Linux being a multi-user system allows multiple users to log in and run various programs at the same time. As a normal Linux user or system admin, you may sometimes need to check which users are currently logged into your system.

This information can be useful for various reasons such as for troubleshooting performance issues, monitoring user activity, or for simply checking who else is using the system.

There are several methods to list current logged-in users on Linux and see what they are doing.

1. The users Command

The users command in Linux lists all users who are currently logged in in alphabetic order.

Note that if a user has two login sessions, it will appear twice in the output.

The output below tells that there are three users logged into the system currently.

users command

2. Using the who Command

The who command prints the list of users currently logged into the system along with other information such as the terminal they’re using, login date and time, and IP address or hostname of the system if a user is on a remote machine.

To list current logged-in users on Linux, use the who command as follows:

who command

You can also use the who command with -a and -H flags to display idle time and PID of the user’s login shell:

 who -a -H 
who command output

3. Using the w Command

The w command in Linux shows logged-in users and their activities. It prints the list of users and their current processes in the command line.

The header in the output summarizes the status of the system which includes the current time, system uptime, number of logged-in users, and load average. Then for each logged-in user, it displays the user name, tty name, time of login, idle time, time used by all the processes (JCPU), time used by the current process (PCPU), and the current process the user is running.

w command

4. Using the last Command

The last command lists current as well as past logged-in and logged-out users. The information it provides includes the name of users and terminals, the IP address of the system they are logged in from, and the date and time of login.

To find the list of users logged in currently, use the last command with the -p now option as follows:

 last -p now 
last command

5. The finger Command

The finger command shows information about all the logged-in users on Linux including their username, tty, login date and time, and IP address. You can easily install finger on your Linux distribution using the default package managers.

On Debian-based distributions:

 sudo apt-get install finger 

On RHEL-based distributions:

 sudo yum install finger 

To display information on current logged-in users, run the finger command without any command-line options:

finger command

If you run the command with the username, it displays more information about the particular user:

finger command user

6. Using the top Command

The top command displays a summary of system information such as uptime, number of logged-in users, load average, number of tasks running, etc. It also shows the processes that are currently running on the system and their resource usage.

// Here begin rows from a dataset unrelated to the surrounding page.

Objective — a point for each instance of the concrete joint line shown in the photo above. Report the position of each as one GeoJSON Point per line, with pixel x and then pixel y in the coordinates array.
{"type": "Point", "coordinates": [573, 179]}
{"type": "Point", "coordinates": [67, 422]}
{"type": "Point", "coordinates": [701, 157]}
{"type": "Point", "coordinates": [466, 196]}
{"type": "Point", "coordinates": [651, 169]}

Once you know who is currently logged in to your system, you can use the top command to find the current processes for the user:

 top -u username 
top command

Keep an Eye on User Activity on Linux

With these commands, you should now be able to easily list logged-in users on a Linux system. Whether you are a system administrator monitoring user activity and performance or simply a curious Linux enthusiast, these commands will help you find who else is logged in and what they’re doing.

Among these commands, you can also use the who and w commands to track your Linux system’s shutdown and restart history.